My point of this is that it is not the terrible things, the trauma, or the bad luck that happens to us that defines us. What defines us is how we overcome the hardships. Then what makes us truly powerful is sharing our journey and helping others along the way.

On the flip side it was also one of the most life affirming things I’ve been through. I had conversations, letters, emails from people containing such sweetness and dedications that are normally reserved for people once they’ve passed. I was surrounded by love.

I was trapped in my head so had time to think about what I wanted from life and how I was going to get it. I manifested, I prayed, I thought about all that was important to me. The answer was very simple; the people I love. Not the material things I’d been striving for, but the people I loved and living life authentically.

In some ways this was a gift. The pause reminded me of what was vital, that I needed more balance in my life and I needed to live honestly, tell people I loved them more, and pack in as much joy as I possibly can, because you never regret the fun!

Life is complicated and the balance can be upset in a heartbeat. Take an honest look at where you are today. What are you truly grateful for? Who matters to you and do you tell them enough? What do you long to do? What would you do if you knew you could not fail? If tomorrow was your last, would you be proud of your legacy? Where are you giving your power away? How are you going to be the best version of yourself and what steps are you taking to get there?

As someone pointed out in my workshop two weeks ago, ‘this isn’t a dress rehearsal,’ there are no encores for anyone.

Coaching can give you the chance to look at your life honestly and clearly.

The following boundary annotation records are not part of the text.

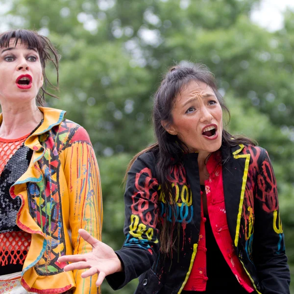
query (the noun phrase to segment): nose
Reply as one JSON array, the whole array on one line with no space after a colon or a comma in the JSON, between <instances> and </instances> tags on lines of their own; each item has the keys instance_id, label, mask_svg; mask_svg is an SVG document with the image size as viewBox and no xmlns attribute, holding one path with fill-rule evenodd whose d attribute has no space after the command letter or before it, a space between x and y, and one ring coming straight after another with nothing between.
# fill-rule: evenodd
<instances>
[{"instance_id":1,"label":"nose","mask_svg":"<svg viewBox=\"0 0 294 294\"><path fill-rule=\"evenodd\" d=\"M200 114L201 117L200 118L200 121L201 122L211 122L213 119L213 116L211 113L210 113L209 110L207 107L203 106L200 108Z\"/></svg>"},{"instance_id":2,"label":"nose","mask_svg":"<svg viewBox=\"0 0 294 294\"><path fill-rule=\"evenodd\" d=\"M17 69L19 71L28 71L28 64L27 64L26 59L24 57L22 57L20 60Z\"/></svg>"}]
</instances>

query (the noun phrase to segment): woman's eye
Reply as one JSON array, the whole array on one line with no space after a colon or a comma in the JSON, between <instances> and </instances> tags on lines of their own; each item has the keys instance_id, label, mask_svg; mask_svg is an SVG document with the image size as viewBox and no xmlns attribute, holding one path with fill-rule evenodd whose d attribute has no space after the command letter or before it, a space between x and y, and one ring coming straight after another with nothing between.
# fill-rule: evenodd
<instances>
[{"instance_id":1,"label":"woman's eye","mask_svg":"<svg viewBox=\"0 0 294 294\"><path fill-rule=\"evenodd\" d=\"M27 58L29 61L36 61L37 58L35 56L29 56Z\"/></svg>"},{"instance_id":2,"label":"woman's eye","mask_svg":"<svg viewBox=\"0 0 294 294\"><path fill-rule=\"evenodd\" d=\"M13 61L14 59L12 56L6 56L4 59L8 62L11 62L11 61Z\"/></svg>"},{"instance_id":3,"label":"woman's eye","mask_svg":"<svg viewBox=\"0 0 294 294\"><path fill-rule=\"evenodd\" d=\"M190 107L187 110L186 113L190 113L191 112L193 112L195 110L196 110L196 109L194 107Z\"/></svg>"}]
</instances>

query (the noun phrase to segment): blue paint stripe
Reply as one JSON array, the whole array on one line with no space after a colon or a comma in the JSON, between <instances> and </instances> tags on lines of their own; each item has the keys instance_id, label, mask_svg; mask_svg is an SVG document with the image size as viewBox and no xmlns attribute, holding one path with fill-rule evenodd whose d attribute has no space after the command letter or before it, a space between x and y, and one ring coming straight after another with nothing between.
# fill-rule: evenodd
<instances>
[{"instance_id":1,"label":"blue paint stripe","mask_svg":"<svg viewBox=\"0 0 294 294\"><path fill-rule=\"evenodd\" d=\"M23 181L20 181L16 182L15 183L14 183L14 184L13 184L13 185L11 187L13 187L13 186L15 186L15 185L19 185L19 184L24 184L24 183L27 183L27 182L33 182L37 183L38 182L41 181L42 178L43 178L43 175L41 175L38 178L33 178L33 177L27 178Z\"/></svg>"},{"instance_id":2,"label":"blue paint stripe","mask_svg":"<svg viewBox=\"0 0 294 294\"><path fill-rule=\"evenodd\" d=\"M43 130L40 133L35 133L35 134L33 134L33 135L34 136L41 135L41 134L43 134L44 133L46 133L46 132L47 132L49 130L51 129L55 125L57 125L57 124L59 124L59 123L60 123L60 122L61 122L61 121L62 121L62 119L63 119L63 117L64 116L64 115L65 114L65 112L66 112L64 110L62 110L61 111L61 113L60 113L60 115L59 116L59 118L58 119L58 121L56 122L54 122L54 123L52 123L52 124L50 124L46 130Z\"/></svg>"},{"instance_id":3,"label":"blue paint stripe","mask_svg":"<svg viewBox=\"0 0 294 294\"><path fill-rule=\"evenodd\" d=\"M27 266L26 268L23 270L23 271L22 272L22 275L24 275L24 274L25 271L26 271L28 270L29 270L31 268L32 268L35 265L36 265L36 264L37 264L37 263L38 263L38 262L42 258L42 257L43 256L44 253L45 251L45 250L46 249L47 246L47 241L45 239L44 240L44 242L43 242L43 248L42 248L42 250L41 251L41 253L40 253L40 255L39 255L39 256L38 256L37 259L36 259L36 260L35 260L34 262L32 263L30 265Z\"/></svg>"}]
</instances>

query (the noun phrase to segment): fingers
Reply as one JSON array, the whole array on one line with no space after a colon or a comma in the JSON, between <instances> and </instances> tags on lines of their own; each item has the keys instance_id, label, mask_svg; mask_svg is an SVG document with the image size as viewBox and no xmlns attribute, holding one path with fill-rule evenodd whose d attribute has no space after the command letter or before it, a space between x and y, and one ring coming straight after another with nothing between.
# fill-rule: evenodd
<instances>
[{"instance_id":1,"label":"fingers","mask_svg":"<svg viewBox=\"0 0 294 294\"><path fill-rule=\"evenodd\" d=\"M86 261L85 254L74 254L74 255L64 255L57 260L58 262L77 262Z\"/></svg>"},{"instance_id":2,"label":"fingers","mask_svg":"<svg viewBox=\"0 0 294 294\"><path fill-rule=\"evenodd\" d=\"M83 278L87 278L88 277L93 275L98 272L98 270L96 268L93 267L90 269L90 270L88 270L83 272L82 274L81 274L81 277Z\"/></svg>"},{"instance_id":3,"label":"fingers","mask_svg":"<svg viewBox=\"0 0 294 294\"><path fill-rule=\"evenodd\" d=\"M85 241L87 241L89 244L91 244L94 248L100 242L100 241L92 236L87 231L83 229L79 229L78 233L80 234L80 236Z\"/></svg>"},{"instance_id":4,"label":"fingers","mask_svg":"<svg viewBox=\"0 0 294 294\"><path fill-rule=\"evenodd\" d=\"M69 270L84 270L90 268L91 268L91 266L87 262L79 261L65 266L63 270L64 271L69 271Z\"/></svg>"},{"instance_id":5,"label":"fingers","mask_svg":"<svg viewBox=\"0 0 294 294\"><path fill-rule=\"evenodd\" d=\"M103 272L103 271L100 271L99 273L99 274L98 275L98 278L97 279L97 281L96 281L96 286L97 287L101 286L102 282L103 282L103 280L105 279L106 276L106 275L105 274L105 272Z\"/></svg>"}]
</instances>

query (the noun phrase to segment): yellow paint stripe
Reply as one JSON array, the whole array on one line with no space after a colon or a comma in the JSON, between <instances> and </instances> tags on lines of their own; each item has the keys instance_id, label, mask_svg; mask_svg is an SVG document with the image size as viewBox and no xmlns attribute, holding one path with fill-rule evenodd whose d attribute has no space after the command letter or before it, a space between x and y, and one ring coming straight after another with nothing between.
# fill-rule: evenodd
<instances>
[{"instance_id":1,"label":"yellow paint stripe","mask_svg":"<svg viewBox=\"0 0 294 294\"><path fill-rule=\"evenodd\" d=\"M242 148L243 149L243 148ZM241 149L242 150L242 149ZM237 152L237 151L236 151ZM235 152L234 152L235 153ZM233 153L234 154L234 153ZM246 182L247 181L247 175L248 174L248 170L249 169L249 163L250 161L250 154L243 154L242 155L234 155L234 158L246 158L245 162L245 168L244 169L244 173L243 174L242 188L241 189L241 196L240 196L240 203L239 203L239 212L237 219L237 226L236 227L236 236L235 236L235 246L237 247L238 242L239 241L239 232L240 229L240 223L241 220L241 214L242 213L242 206L243 205L243 201L244 200L244 194L245 194L245 189L246 189Z\"/></svg>"},{"instance_id":2,"label":"yellow paint stripe","mask_svg":"<svg viewBox=\"0 0 294 294\"><path fill-rule=\"evenodd\" d=\"M244 266L244 264L242 262L242 261L240 259L239 259L239 260L241 262L241 263L242 264L242 265L243 266L243 268L244 268L244 270L245 270L245 271L246 272L246 273L247 274L247 275L249 277L249 278L250 279L250 280L251 281L251 282L252 283L252 285L253 285L253 287L254 287L254 288L256 290L256 292L257 292L257 293L258 293L258 294L262 294L262 293L261 293L256 289L256 286L255 286L255 284L254 283L254 281L253 281L253 279L252 278L251 275L250 275L250 273L249 273L249 272L248 272L248 271L247 271L247 270L246 270L246 268L245 268L245 267Z\"/></svg>"},{"instance_id":3,"label":"yellow paint stripe","mask_svg":"<svg viewBox=\"0 0 294 294\"><path fill-rule=\"evenodd\" d=\"M194 244L193 245L193 253L192 254L192 257L191 257L191 261L190 262L190 265L189 268L189 270L186 275L186 278L185 278L185 281L184 281L184 283L182 285L182 287L179 290L178 292L178 294L180 294L180 293L183 291L187 281L188 281L188 279L189 278L189 276L190 276L190 274L191 272L191 270L192 270L192 267L193 266L193 263L194 263L194 259L195 259L195 256L196 256L196 252L197 252L197 246L198 244Z\"/></svg>"},{"instance_id":4,"label":"yellow paint stripe","mask_svg":"<svg viewBox=\"0 0 294 294\"><path fill-rule=\"evenodd\" d=\"M243 144L239 144L239 146L240 147L240 148L238 149L238 150L236 150L235 152L233 152L233 155L236 155L237 154L238 154L238 153L240 153L240 152L241 152L241 151L242 151L242 150L243 149L243 148L244 148L245 146L244 145L243 145Z\"/></svg>"}]
</instances>

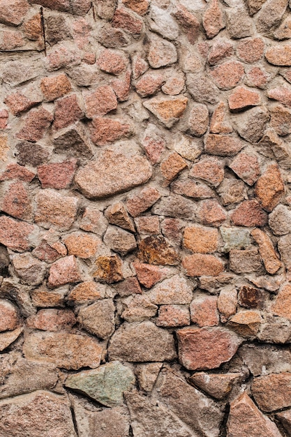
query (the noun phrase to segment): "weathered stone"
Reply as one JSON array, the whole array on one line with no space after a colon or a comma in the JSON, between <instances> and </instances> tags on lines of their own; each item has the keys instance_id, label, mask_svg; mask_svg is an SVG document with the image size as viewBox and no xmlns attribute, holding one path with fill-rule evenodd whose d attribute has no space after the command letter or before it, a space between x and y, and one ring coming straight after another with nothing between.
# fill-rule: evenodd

For example, We spend so much time preparing for that two week holiday; we read reviews, we ask for recommendations, we plan outfits, we travel prepared, we invest our time and money making sure we are going to get the most out of those two tiny weeks. How many of us can honestly say we do the same when planning our lives? When we are looking at the next 6 months, year, 5 years and so on . . .

Make sure you are investing in your whole life properly. Grab your life with both hands and make sure it’s a life that your proud to walk in.